Ducan Smith said: ‘The measures announced today are the foundation of a new, comprehensive way of addressing poverty and reflect our conviction that work is the best route out of poverty.’ However chair of the Child Poverty and Social Mobility Commission, Alan Milburn, suggested the existing targets were going to be ‘missed by a country mile.’
‘The life chances of children, the poorest especially, depend on many things including good parenting, childcare, education and employment... It is not credible, however, to try to improve the life chances of the poor without acknowledging the most obvious symptom of poverty, lack of money.

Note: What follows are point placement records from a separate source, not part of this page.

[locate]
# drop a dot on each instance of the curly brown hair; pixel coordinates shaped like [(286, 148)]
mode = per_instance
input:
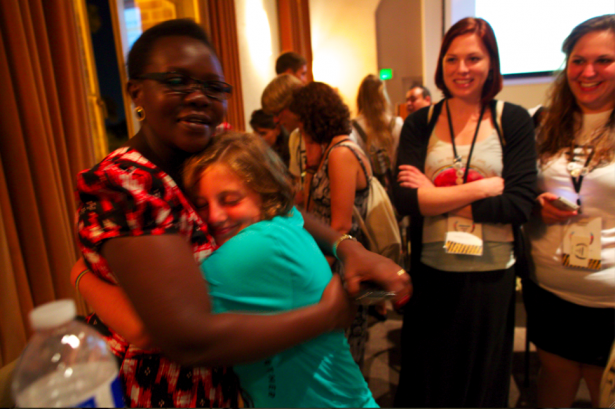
[(321, 111)]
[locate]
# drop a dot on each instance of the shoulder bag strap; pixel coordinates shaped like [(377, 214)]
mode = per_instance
[(360, 130)]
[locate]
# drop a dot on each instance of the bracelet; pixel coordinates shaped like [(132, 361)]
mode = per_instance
[(81, 274), (338, 241)]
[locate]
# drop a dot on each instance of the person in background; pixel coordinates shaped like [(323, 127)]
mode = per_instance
[(274, 134), (378, 129), (467, 192), (294, 64), (417, 97), (276, 100), (570, 297), (338, 176), (139, 233)]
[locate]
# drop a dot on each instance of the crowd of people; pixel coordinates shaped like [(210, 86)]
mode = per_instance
[(222, 266)]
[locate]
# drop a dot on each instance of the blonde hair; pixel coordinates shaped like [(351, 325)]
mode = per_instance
[(254, 162), (563, 118), (373, 103), (279, 93)]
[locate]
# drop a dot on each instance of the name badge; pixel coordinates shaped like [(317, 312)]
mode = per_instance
[(581, 247), (463, 236)]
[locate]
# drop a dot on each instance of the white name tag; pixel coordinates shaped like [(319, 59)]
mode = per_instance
[(463, 236), (581, 246)]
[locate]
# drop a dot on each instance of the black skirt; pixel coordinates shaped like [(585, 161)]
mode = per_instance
[(457, 339), (575, 332)]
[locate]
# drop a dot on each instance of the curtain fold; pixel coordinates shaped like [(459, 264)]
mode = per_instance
[(44, 142), (295, 33), (223, 26)]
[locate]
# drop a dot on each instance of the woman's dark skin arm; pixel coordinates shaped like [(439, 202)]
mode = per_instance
[(168, 292), (359, 264)]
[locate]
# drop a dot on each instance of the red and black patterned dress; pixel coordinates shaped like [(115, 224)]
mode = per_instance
[(127, 195)]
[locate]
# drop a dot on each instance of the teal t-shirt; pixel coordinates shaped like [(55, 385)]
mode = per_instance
[(275, 266)]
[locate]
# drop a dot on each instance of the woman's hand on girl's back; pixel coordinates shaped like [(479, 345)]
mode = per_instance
[(339, 303), (409, 176), (551, 214)]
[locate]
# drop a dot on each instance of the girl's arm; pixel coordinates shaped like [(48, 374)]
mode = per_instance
[(166, 288)]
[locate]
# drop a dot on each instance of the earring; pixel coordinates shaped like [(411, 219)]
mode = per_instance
[(140, 113)]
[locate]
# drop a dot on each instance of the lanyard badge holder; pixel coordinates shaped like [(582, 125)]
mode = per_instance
[(463, 236), (581, 244)]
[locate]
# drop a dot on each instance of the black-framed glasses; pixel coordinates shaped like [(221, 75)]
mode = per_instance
[(185, 84)]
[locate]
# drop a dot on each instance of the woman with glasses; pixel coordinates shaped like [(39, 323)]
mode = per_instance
[(136, 228)]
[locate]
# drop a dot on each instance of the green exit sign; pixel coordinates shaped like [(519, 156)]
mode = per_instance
[(386, 74)]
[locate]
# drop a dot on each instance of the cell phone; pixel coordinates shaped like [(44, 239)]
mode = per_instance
[(370, 293), (565, 204)]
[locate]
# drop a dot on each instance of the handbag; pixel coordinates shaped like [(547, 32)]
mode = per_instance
[(380, 225)]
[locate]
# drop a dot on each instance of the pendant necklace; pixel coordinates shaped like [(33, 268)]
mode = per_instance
[(462, 176)]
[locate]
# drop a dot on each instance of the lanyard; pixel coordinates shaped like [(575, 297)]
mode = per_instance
[(576, 174), (462, 177)]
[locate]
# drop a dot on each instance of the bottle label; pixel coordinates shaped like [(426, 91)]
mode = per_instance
[(108, 395)]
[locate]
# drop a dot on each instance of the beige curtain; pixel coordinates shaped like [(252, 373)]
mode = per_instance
[(44, 142), (295, 34), (222, 24)]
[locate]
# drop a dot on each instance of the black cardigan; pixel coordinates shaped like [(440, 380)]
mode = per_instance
[(519, 172)]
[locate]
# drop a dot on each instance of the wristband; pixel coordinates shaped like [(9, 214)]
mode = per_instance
[(338, 241), (81, 274)]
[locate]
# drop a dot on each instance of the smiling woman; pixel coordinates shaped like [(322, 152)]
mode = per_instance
[(571, 302), (138, 229), (457, 169), (591, 72)]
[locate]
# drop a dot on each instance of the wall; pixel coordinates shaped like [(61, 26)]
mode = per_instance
[(399, 38), (432, 35), (259, 46), (344, 43)]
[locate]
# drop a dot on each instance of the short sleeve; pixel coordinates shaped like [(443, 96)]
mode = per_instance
[(126, 195)]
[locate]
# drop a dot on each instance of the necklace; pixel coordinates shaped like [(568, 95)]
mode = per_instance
[(462, 176)]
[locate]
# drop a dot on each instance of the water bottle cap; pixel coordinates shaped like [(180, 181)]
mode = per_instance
[(53, 314)]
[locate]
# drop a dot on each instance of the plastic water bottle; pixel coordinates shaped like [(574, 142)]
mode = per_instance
[(66, 363)]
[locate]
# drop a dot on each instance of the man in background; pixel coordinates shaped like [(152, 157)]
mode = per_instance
[(294, 64), (417, 97), (273, 133)]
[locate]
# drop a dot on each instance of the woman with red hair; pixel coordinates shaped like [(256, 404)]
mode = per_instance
[(467, 170)]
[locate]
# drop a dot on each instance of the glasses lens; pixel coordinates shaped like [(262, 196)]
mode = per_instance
[(217, 90)]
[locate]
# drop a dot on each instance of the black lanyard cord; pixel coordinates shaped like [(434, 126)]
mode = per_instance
[(457, 158), (578, 181)]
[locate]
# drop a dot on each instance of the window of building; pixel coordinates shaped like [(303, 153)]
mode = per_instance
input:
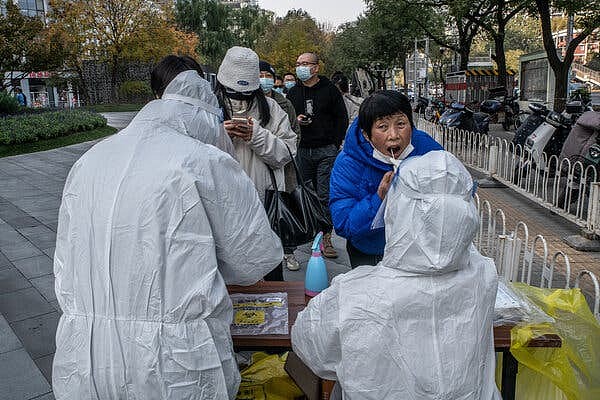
[(32, 8)]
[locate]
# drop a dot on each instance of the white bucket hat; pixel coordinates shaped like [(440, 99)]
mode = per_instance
[(239, 70)]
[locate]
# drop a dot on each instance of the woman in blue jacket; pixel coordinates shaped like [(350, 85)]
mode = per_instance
[(377, 141)]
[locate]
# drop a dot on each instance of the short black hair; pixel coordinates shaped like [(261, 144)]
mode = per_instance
[(339, 79), (168, 68), (264, 110), (381, 104)]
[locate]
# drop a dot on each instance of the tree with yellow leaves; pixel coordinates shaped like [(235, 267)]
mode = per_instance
[(116, 31)]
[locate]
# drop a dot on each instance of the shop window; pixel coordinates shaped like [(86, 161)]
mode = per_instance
[(32, 8)]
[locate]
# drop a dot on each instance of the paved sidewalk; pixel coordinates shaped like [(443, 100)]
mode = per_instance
[(30, 195), (554, 228), (120, 119)]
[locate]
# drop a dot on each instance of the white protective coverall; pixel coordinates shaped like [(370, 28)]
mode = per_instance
[(267, 147), (419, 324), (153, 224)]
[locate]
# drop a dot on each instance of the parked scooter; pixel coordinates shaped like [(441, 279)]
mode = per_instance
[(533, 121), (434, 110), (459, 116), (550, 136), (583, 145), (421, 105), (502, 108)]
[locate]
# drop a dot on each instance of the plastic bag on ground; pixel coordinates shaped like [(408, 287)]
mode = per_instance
[(513, 308), (573, 368), (265, 379)]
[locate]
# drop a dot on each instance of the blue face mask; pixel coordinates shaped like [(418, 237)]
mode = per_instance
[(303, 73), (267, 84)]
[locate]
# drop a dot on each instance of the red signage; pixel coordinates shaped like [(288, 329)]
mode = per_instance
[(43, 74)]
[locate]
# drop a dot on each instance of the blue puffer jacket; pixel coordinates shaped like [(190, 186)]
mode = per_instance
[(355, 177)]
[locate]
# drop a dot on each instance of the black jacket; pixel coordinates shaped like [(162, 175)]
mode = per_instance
[(329, 116)]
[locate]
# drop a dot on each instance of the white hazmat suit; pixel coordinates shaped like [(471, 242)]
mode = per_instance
[(153, 223), (419, 324)]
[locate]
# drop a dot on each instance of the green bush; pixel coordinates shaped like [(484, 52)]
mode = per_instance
[(30, 128), (135, 92), (8, 104)]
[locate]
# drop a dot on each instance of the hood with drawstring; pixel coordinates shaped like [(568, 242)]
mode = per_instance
[(419, 324), (355, 177), (154, 222)]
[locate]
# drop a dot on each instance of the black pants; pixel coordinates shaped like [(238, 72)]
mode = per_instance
[(357, 257), (315, 166)]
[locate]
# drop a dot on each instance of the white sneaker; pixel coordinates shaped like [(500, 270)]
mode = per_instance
[(291, 263)]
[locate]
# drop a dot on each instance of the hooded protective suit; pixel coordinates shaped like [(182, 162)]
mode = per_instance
[(152, 225), (419, 324)]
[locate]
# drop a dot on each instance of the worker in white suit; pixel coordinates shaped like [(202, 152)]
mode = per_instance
[(419, 324), (154, 222)]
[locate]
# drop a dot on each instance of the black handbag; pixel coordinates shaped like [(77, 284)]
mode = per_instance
[(298, 216)]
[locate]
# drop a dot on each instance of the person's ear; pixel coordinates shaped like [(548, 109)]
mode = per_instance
[(365, 135)]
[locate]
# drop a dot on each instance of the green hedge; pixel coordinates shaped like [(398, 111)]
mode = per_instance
[(135, 92), (8, 103), (30, 128)]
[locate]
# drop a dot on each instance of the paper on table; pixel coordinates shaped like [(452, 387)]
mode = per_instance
[(259, 314)]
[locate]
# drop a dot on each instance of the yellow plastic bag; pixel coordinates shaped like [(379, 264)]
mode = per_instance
[(265, 379), (574, 368)]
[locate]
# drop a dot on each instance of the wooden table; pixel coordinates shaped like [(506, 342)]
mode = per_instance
[(297, 302)]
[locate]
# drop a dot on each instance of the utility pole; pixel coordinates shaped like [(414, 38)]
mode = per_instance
[(415, 76), (570, 28), (426, 66)]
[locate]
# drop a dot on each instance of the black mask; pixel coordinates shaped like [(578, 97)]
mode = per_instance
[(239, 95)]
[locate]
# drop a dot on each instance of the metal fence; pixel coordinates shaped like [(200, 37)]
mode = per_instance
[(519, 257), (567, 188)]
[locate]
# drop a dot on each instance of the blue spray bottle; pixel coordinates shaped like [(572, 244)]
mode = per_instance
[(316, 273)]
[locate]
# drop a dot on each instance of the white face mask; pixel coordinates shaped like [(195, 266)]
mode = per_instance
[(238, 106), (391, 160)]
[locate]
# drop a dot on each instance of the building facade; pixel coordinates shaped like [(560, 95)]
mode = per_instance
[(583, 52), (35, 85)]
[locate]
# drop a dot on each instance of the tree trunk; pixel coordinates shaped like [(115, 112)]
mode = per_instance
[(113, 78), (560, 86), (465, 50), (83, 87)]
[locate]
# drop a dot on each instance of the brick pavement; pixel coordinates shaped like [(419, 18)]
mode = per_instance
[(30, 190), (554, 228)]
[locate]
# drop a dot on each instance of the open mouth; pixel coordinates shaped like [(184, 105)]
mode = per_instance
[(395, 151)]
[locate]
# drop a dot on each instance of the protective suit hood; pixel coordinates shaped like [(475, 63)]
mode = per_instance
[(189, 97), (430, 217)]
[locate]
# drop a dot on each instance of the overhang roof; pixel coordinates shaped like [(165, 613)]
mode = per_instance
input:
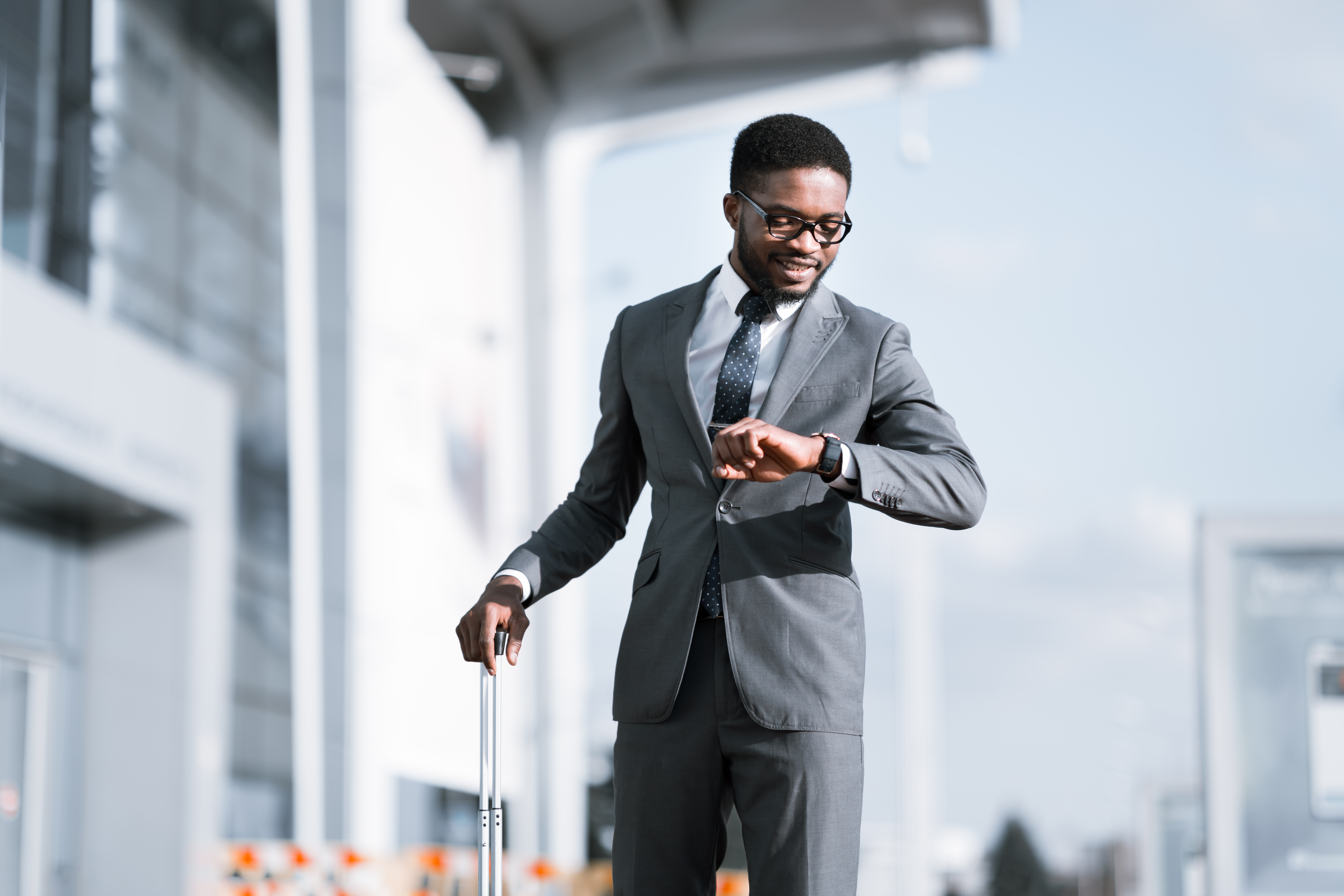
[(588, 61)]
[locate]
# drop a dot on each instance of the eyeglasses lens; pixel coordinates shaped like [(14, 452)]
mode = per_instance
[(826, 232)]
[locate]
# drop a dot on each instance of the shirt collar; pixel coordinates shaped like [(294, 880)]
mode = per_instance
[(733, 288)]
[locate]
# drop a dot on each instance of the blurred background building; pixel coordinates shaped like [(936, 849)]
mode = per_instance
[(300, 314)]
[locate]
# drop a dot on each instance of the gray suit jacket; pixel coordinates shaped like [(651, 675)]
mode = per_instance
[(791, 597)]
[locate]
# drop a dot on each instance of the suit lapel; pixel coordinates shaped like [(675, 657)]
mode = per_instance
[(814, 335), (678, 327)]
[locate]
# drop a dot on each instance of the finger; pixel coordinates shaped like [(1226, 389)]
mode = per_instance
[(491, 620), (740, 455), (518, 625), (724, 457), (474, 635), (462, 640), (752, 442)]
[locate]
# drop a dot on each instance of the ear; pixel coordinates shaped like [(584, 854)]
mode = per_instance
[(732, 210)]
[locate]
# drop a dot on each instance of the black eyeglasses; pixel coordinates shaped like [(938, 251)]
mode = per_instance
[(829, 233)]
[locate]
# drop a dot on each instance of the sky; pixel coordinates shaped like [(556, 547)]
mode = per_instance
[(1124, 277)]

‘Abolishing the legal targets doesn’t make the issue of child poverty go away. It remains a deep scar in the fabric of our nation. The key issue is less how child poverty is measured and more how it is tackled.’
Stephen Timms MP, Labour’s acting shadow work and pensions secretary, said: ‘David Cameron’s government is trying to make child poverty go away by pretending that if you don’t measure it, it doesn’t exist. The Tory manifesto promised to "eliminate child poverty". But now Tory ministers are trying to change the definition of child poverty to hide the government’s lack of progress.
‘Ministers should be tackling low pay, boosting productivity and raising skill levels to cut child poverty, rather than threatening the tax credits that millions of working families rely on. It’s time for this government to make work pay, rather than making working families pay.’